The value of vaccination in preventing ill health globally is widely acknowledged (Figure 77.1). The vaccination schedule in the UK now includes vaccines to protect against over 20 infections (see links to resources in Box 77.1). The schedule changes as new vaccines are developed and understanding increases on how they can impact on the burden of disease to people at different stages in their lives.
Midwives are in an ideal position to discuss and promote immunisation with women and families at various stages during the antenatal period and postnatally. They need to make sure they know where to access the most recent schedule and how to get the most up to date advice on new vaccines (Box 77.2). The on-line version of the Green Book Immunisation Against Infectious Diseases (PHE 2016), contains all the up to date information with the rationale for each vaccine schedule.
There have been significant changes over the last few years in the way vaccines and immunisation advice in pregnancy is seen, and immunisation checks are part of the antenatal screening process (PHE/NHS 2016). Using the opportunities during pregnancy to make sure women get the best advice and to provide information for the future health of their baby has always been important (Figure 77.2). Box 77.2 emphasises making every contact count.
Midwives may have anxieties about actively immunising during pregnancy due to concerns about the potential teratogenic effects of vaccines to the fetus. The World Health Organization, Global Advisory Committee for Vaccine Safety (2014) have reviewed and evaluated the evidence on vaccines given in pregnancy, both intended and inadvertent use. The review showed no evidence of adverse pregnancy outcomes from vaccination with inactivated vaccines, therefore where it is appropriate vaccination should be available in pregnancy. They also concluded that although there is a theoretical risk to the fetus in using live vaccines there is a substantial body of literature describing their safety.
Some infections are known to cause complications to both the mother and fetus. Infants also benefit from the passive immunity acquired from giving the mother vaccines in pregnancy and boosting the antibodies. This provides protection in the first few months of life.
Influenza vaccination: Influenza is more likely to cause severe illness in pregnant women than those who are not pregnant. The reason for this is thought to be due to the normal physiological changes that occur during pregnancy, altered heat rate, oxygen consumption and immune response. The vaccine is offered during the flu season (October to February) to help protect the woman from infection.
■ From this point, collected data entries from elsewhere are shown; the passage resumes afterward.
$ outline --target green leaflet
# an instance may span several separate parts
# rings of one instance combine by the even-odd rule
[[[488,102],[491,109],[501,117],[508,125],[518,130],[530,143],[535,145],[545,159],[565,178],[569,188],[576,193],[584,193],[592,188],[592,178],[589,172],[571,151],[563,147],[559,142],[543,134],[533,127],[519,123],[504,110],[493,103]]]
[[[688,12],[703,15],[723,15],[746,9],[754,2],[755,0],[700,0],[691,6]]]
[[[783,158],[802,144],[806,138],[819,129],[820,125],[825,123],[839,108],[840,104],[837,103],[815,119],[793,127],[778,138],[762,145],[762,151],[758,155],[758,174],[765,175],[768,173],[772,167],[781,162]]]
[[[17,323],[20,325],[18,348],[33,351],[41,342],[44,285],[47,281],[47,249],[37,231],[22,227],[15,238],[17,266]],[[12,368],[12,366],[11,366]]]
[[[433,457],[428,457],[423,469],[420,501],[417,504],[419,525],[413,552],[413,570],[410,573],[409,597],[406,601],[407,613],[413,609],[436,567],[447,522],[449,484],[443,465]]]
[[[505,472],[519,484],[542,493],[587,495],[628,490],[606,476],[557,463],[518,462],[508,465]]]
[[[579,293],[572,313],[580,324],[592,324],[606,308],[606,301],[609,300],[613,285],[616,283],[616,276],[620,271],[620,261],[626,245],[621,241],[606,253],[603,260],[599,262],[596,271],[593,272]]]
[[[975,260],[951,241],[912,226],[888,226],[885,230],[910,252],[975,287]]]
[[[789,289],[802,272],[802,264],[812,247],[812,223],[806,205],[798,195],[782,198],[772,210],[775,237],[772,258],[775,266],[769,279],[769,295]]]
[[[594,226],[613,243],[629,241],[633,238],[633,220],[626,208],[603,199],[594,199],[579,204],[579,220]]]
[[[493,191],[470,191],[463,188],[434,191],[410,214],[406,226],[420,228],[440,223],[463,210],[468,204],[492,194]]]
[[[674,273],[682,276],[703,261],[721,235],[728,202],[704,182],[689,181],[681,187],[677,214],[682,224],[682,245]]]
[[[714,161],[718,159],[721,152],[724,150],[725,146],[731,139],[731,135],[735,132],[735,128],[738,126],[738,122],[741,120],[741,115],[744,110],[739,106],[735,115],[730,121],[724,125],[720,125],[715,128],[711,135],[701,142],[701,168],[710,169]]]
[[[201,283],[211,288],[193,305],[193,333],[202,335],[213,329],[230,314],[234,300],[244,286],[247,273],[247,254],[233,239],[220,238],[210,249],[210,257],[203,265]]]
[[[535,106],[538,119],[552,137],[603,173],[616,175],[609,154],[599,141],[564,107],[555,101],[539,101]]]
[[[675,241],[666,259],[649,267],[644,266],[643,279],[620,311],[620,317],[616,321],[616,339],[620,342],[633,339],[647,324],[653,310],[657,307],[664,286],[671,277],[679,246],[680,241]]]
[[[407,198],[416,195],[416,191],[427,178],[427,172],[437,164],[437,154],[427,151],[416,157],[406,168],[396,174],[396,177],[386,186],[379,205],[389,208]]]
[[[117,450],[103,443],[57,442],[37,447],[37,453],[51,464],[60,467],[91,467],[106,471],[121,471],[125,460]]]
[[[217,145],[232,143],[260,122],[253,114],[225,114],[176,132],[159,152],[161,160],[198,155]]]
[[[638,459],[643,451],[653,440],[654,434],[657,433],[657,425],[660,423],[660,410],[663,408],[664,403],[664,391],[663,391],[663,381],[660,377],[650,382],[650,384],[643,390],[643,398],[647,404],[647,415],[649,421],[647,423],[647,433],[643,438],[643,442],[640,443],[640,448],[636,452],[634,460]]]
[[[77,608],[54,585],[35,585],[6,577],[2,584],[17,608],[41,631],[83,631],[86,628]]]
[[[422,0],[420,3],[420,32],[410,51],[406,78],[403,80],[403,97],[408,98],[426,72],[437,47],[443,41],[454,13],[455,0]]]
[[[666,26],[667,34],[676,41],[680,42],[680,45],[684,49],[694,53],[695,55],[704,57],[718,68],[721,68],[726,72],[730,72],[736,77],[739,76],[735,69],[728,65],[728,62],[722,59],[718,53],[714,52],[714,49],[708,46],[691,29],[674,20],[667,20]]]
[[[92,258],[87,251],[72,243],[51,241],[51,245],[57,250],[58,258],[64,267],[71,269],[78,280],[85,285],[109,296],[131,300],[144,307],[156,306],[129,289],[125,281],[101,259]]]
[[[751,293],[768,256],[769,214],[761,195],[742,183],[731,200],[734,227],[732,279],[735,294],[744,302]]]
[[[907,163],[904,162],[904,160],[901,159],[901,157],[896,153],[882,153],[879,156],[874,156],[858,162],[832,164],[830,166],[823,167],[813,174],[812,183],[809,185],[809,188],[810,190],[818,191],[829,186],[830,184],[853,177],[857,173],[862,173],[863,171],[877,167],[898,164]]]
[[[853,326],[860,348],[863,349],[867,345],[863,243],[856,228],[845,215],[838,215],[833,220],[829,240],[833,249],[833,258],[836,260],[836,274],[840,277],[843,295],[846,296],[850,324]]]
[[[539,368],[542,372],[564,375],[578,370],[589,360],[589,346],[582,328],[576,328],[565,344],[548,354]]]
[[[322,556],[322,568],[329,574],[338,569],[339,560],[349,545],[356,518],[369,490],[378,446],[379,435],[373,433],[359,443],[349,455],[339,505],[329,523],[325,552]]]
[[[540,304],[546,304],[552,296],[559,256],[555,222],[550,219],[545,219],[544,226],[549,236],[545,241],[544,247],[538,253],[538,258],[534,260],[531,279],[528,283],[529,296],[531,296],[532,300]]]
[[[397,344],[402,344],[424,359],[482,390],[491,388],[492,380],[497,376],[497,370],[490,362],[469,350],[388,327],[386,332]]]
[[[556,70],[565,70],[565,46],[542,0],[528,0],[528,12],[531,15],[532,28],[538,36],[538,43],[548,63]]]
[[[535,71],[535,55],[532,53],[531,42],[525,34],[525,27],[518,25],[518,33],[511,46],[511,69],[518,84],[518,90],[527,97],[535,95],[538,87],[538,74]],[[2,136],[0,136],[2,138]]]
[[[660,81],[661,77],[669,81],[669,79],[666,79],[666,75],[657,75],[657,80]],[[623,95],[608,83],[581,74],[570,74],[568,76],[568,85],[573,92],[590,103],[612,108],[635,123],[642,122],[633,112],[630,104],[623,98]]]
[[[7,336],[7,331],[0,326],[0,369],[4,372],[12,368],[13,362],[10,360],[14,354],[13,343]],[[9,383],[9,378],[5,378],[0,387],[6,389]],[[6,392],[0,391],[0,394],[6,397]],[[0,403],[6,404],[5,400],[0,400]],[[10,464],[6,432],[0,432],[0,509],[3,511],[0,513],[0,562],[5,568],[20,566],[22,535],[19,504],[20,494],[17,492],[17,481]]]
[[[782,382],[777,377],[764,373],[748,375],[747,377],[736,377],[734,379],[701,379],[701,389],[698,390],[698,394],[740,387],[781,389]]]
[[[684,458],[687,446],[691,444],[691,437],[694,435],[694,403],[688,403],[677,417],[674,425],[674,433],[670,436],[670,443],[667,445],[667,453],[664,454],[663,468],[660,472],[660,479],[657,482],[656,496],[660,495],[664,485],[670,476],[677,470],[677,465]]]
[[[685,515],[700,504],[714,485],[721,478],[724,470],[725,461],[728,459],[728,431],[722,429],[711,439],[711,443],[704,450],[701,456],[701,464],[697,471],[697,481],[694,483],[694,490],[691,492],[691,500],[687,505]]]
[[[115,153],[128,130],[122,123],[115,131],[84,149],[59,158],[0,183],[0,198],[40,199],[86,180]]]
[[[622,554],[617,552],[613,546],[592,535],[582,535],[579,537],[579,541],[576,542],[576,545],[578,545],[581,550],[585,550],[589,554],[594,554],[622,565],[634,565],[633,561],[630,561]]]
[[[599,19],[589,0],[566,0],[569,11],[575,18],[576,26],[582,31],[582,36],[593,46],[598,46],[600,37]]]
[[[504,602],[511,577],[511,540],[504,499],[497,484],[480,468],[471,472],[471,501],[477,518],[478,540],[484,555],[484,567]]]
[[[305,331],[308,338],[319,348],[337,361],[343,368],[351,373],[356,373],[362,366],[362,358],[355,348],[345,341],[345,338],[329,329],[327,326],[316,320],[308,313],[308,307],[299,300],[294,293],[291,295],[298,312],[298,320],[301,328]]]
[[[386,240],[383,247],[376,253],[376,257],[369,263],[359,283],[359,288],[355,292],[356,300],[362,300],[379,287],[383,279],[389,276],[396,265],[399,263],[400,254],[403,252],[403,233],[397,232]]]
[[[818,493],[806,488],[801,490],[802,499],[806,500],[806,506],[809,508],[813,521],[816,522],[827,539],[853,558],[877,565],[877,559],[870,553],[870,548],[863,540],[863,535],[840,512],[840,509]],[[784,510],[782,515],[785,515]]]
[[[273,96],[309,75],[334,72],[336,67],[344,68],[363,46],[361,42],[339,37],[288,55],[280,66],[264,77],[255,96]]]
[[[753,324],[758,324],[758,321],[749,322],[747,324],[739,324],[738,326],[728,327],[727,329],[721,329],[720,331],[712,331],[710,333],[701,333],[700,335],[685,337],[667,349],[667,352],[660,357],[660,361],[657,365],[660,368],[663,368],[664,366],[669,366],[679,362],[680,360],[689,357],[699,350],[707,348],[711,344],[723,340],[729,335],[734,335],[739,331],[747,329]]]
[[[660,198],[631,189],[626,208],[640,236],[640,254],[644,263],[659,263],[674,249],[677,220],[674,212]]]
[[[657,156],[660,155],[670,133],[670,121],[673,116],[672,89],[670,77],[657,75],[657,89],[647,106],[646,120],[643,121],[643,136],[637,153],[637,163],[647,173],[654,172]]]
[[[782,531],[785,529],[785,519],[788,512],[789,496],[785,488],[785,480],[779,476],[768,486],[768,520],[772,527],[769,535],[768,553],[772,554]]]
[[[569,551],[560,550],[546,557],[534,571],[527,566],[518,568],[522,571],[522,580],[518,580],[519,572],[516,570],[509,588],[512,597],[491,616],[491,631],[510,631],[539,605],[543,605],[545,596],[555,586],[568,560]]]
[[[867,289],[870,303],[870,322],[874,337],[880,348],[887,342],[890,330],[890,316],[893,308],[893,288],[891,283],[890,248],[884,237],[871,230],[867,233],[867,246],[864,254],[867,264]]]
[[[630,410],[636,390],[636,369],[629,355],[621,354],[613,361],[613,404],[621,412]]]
It can be given at any stage of pregnancy. The vaccine helps protect against influenza and its complications, including maternal pneumonia, premature birth, low birth weight and in rare cases maternal mortality. Influenza can also be serious for neonates and passive immunity from vaccinating women also protects the infant.
Pertussis vaccination: There has been an increase in pertussis infections in many countries. Waning immunity from the vaccine and natural infection mean that boosting of immunity is required for lasting protection. The disease can be fatal, particularly in babies too young to be protected by the primary immunisation schedule. Maternal vaccination boosts the maternal antibodies, which cross the placenta and provide protection to the baby for the first few months. The vaccine is offered in the second trimester from 16 weeks of pregnancy. In practice, the fetal anomaly scan, at 20 weeks provides an ideal opportunity although the vaccine can be given after this and midwives should always check the vaccine has been offered.
MMR status: The measles mumps and rubella vaccine was introduced into the UK in 1988. Rubella is normally a mild illness but can cause serious complications such as terminations and congenital rubella syndrome (CRS) if women contract the disease in the early stages of pregnancy. The vaccine is very effective with one dose providing protection in 95–100% of cases. Infections in the UK are now very rare since the introduction of universal vaccination. Those most at risk are women born overseas and particularly those from rubella endemic countries. Ideally, women should be asked about their vaccination history to check they have had the recommended two doses of vaccine preconception. MMR is a live vaccine and is not recommended during pregnancy; however, women should be reminded to go to their GP surgery postpartum and have missing doses to protect them in future pregnancies from rubella.
Hepatitis screening: Antenatal screening includes screening women for the presence of hepatitis B infection. The infants of infectious women are at risk of acquiring infection at the time of delivery and should be commenced on a course of hepatitis B vaccine at birth. Vaccinating susceptible infants can protect them from contracting chronic hepatitis B in 90% of cases. Midwives are in an ideal position to make sure that the importance of this vaccine is explained to the woman and her family and that this information is passed on the GP surgery and Health Visiting teams to make sure the course is completed.
The offer of vaccination in pregnancy will continue to evolve. New vaccines in development for group B streptococcus and respiratory syncytial virus (RSV) will help to prevent these neonatal infections in the future (Oxford Vaccine Group 2016).